Here is a link to an example http://cloudera.github.io/cm_api/docs/python-client/#service-lifecycle-and-commands . That is the python client but there is also a java client or you can use curl from the command line if you like (there are examples for each else where on the site).

 

About the need to restart the catalog for config changes, it all depends on which configs are changing. For example if the connection to the Hive metastore has changed, then the catalog would need a restart. If some YARN container configs changed, those won't affect the catalog.

 

 

Re: UDF missing after Impala restart

Contributor

Hi

 

Thanks for the reply and your solutions. I am looking into CM API.

 

The issue is that sometimes are server goes down and comes back in like a minute, which auto restarts all the cloudera services, but we loose the Impala UDF's. So the issue is that we do not know when the server will go down, which automatically gets down impala. Hence, for this issue we have to store Impala UDF's permanently.

 

Hence was looking into following:

 

Noticed that whenever Impala starts the cloudera-scm-agent creates process under the following path:

 

/var/run/cloudera-scm-agent/process

 

70-impala-STATESTORE
71-impala-IMPALAD

72-impala-CATALOGSERVER

 

 

What does this indicate and what does these directories store, If i delete them anything will go wrong. As I did and notice that nothing happens and when I restart again it created new directories with different number.

 

I am planning to write a script which will look into this directory to check whether CATALOGSERVER is present or absent if present then create our UDF's but in such case I will be deleting this directory once IMPALA SERVICE RESTARTED.

 

Thanks for help !!!!!

Re: UDF missing after Impala restart

Master Guru
A process configuration directory such as "72-impala-CATALOGSERVER" is created by the CM agent to store the role's configuration, stderr/stdout, etc. files during its instance lifetime.

You can delete such a directory if a newer one exists (with a higher number). For example, if there is a 194-impala-CATALOGSERVER, then the older directory of 72-impala-CATALOGSERVER can be deleted.

I'd however recommend you work on copies of these, as the older directories may carry required information for troubleshooting or root-causing past events/incidents, and deleting them away removes that ability.

Re: UDF missing after Impala restart

Contributor

Finally Resolved this issue. The solution is little tricky. As in my previous comment it clears that when impala service is restarted it creates a new CATALOGSERVER directory, through which we are indicated that service has been started.

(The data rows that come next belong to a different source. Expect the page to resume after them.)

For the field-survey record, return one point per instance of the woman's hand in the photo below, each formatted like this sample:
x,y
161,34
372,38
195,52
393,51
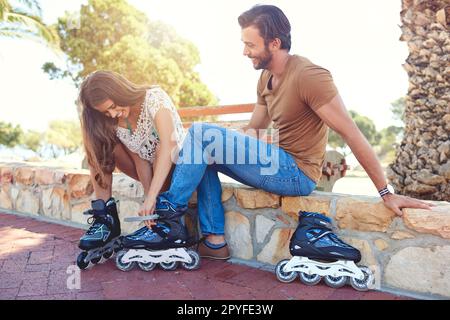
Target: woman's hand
x,y
148,208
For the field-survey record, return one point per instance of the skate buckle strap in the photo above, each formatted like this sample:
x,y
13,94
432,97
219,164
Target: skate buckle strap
x,y
141,218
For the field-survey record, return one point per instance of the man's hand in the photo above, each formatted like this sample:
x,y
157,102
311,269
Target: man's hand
x,y
396,202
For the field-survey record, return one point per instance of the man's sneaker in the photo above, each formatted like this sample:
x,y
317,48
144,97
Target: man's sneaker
x,y
205,251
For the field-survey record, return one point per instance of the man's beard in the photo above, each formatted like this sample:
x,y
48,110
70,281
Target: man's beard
x,y
264,59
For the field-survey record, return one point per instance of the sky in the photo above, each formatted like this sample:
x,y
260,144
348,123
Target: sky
x,y
356,40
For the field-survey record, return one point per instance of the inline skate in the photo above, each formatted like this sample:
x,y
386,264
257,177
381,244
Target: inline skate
x,y
102,239
166,245
317,252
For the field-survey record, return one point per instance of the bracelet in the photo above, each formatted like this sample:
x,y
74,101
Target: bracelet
x,y
384,191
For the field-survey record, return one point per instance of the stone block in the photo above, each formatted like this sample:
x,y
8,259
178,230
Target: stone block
x,y
363,214
238,236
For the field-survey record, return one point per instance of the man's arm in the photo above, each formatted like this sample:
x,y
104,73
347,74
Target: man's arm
x,y
335,115
260,119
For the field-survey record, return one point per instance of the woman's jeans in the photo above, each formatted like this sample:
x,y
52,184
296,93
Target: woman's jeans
x,y
209,149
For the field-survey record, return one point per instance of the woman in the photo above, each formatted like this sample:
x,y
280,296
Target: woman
x,y
136,129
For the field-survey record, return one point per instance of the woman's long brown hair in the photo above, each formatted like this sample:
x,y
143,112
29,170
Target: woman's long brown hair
x,y
99,131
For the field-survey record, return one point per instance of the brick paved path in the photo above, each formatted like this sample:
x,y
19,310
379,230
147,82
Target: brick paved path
x,y
35,255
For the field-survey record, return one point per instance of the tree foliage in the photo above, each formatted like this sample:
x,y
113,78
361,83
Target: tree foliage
x,y
64,134
10,135
33,140
113,35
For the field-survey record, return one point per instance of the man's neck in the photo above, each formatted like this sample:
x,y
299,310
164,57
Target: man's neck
x,y
278,63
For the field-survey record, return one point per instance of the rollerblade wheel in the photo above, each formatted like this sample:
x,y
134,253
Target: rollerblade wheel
x,y
283,276
335,282
309,279
147,266
363,284
108,254
81,263
96,260
168,266
122,265
195,263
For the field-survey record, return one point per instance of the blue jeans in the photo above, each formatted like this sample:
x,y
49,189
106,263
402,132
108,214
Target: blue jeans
x,y
209,149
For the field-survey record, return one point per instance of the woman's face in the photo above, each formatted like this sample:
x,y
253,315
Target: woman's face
x,y
110,109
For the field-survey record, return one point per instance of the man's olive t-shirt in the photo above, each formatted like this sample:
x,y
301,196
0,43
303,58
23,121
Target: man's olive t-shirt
x,y
302,89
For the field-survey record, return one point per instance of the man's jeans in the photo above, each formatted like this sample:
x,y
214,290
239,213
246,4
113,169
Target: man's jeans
x,y
209,149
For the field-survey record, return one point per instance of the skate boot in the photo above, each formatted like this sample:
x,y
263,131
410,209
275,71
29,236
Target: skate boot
x,y
102,239
317,252
166,245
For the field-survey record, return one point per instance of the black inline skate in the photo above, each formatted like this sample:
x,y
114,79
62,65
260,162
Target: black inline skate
x,y
102,239
165,244
317,252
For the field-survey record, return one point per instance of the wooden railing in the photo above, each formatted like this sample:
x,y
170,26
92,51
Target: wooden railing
x,y
190,112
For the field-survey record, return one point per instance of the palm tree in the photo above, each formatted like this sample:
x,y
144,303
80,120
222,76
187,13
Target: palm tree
x,y
24,20
422,165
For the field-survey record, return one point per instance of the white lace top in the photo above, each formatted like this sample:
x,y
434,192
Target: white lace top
x,y
144,140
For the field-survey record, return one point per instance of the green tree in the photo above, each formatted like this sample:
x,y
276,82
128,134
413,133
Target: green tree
x,y
33,140
23,19
364,124
64,134
113,35
10,135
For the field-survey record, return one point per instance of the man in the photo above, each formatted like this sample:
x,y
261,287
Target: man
x,y
302,101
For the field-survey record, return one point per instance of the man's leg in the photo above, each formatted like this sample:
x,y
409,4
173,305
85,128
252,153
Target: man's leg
x,y
243,158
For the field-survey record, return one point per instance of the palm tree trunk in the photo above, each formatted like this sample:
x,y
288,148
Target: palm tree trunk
x,y
422,165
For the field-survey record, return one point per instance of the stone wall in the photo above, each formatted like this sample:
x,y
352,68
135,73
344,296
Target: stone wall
x,y
422,165
409,253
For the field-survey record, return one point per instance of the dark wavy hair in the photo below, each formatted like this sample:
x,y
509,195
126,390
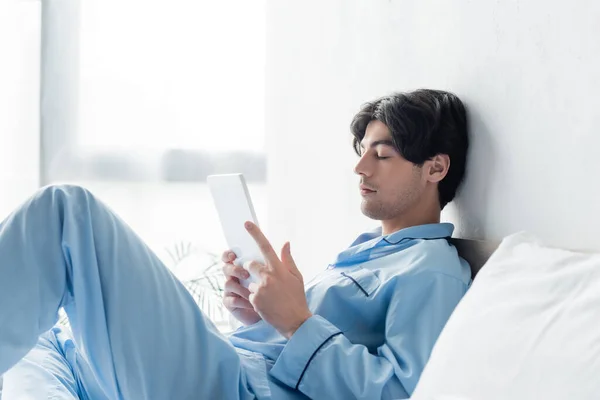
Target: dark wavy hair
x,y
423,124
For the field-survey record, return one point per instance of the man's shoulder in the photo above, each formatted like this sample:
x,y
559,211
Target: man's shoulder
x,y
435,257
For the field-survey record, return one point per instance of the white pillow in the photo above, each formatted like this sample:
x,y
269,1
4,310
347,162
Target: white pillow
x,y
529,328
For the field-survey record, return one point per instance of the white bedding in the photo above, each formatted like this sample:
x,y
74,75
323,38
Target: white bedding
x,y
527,329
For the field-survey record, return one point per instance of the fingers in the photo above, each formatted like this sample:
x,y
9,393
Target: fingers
x,y
255,268
288,261
263,244
233,301
231,270
228,256
234,286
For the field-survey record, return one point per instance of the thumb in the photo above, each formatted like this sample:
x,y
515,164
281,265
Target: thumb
x,y
288,261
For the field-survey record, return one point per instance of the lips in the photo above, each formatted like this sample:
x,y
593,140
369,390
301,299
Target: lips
x,y
366,190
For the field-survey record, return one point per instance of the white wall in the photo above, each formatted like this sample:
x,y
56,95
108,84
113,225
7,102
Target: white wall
x,y
529,73
19,101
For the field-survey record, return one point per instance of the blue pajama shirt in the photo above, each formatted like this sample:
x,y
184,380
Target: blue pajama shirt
x,y
138,334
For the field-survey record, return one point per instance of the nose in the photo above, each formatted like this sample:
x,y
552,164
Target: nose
x,y
361,167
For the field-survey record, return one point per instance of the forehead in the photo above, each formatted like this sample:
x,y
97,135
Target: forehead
x,y
376,130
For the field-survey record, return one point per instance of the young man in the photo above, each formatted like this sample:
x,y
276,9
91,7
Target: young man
x,y
364,328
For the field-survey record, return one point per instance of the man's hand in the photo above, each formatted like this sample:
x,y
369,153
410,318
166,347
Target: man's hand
x,y
235,298
279,298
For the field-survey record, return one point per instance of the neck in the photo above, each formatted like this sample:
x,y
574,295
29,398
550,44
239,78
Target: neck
x,y
416,216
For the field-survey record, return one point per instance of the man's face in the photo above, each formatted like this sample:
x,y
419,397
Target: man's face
x,y
390,185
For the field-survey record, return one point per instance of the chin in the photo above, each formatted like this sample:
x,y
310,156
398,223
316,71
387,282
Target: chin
x,y
369,212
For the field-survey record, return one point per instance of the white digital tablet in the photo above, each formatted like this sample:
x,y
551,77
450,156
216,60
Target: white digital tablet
x,y
234,207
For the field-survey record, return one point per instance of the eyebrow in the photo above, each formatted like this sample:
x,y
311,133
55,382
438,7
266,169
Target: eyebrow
x,y
386,142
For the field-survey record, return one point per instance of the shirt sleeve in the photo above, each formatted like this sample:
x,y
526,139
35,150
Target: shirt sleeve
x,y
321,362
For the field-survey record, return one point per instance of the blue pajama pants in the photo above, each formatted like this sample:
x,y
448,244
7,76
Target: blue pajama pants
x,y
137,332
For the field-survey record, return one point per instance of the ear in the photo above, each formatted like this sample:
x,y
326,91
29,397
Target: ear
x,y
437,168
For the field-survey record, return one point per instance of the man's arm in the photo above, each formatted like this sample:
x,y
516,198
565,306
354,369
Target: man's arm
x,y
322,363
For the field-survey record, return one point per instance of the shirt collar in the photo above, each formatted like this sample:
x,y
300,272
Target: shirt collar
x,y
372,245
428,231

Hence, we have written a shell script which is triggered through Cron job to check if new directory has been created, if yes then it will send a notification file which is basically a hadoop touchz command which creates an empty file on HDFS.

Then once the notification file is seen, we created an oozie coordinator job which kicks in to add the UDF's on all the databases which is taken care through shell script.

Re: UDF missing after Impala restart

Explorer

 

 

That is a really "broad definition for "Resolved" hahaha.... quite a hack for a solution that should be supported from the get go in Impala.

Re: UDF missing after Impala restart

Master Collaborator

We shipped proper support for persistent UDFs about a year ago in Impala 2.5/CDH5.7: https://issues.cloudera.org/browse/IMPALA-1748

 

I agree the previous state of affairs was pretty frustrating.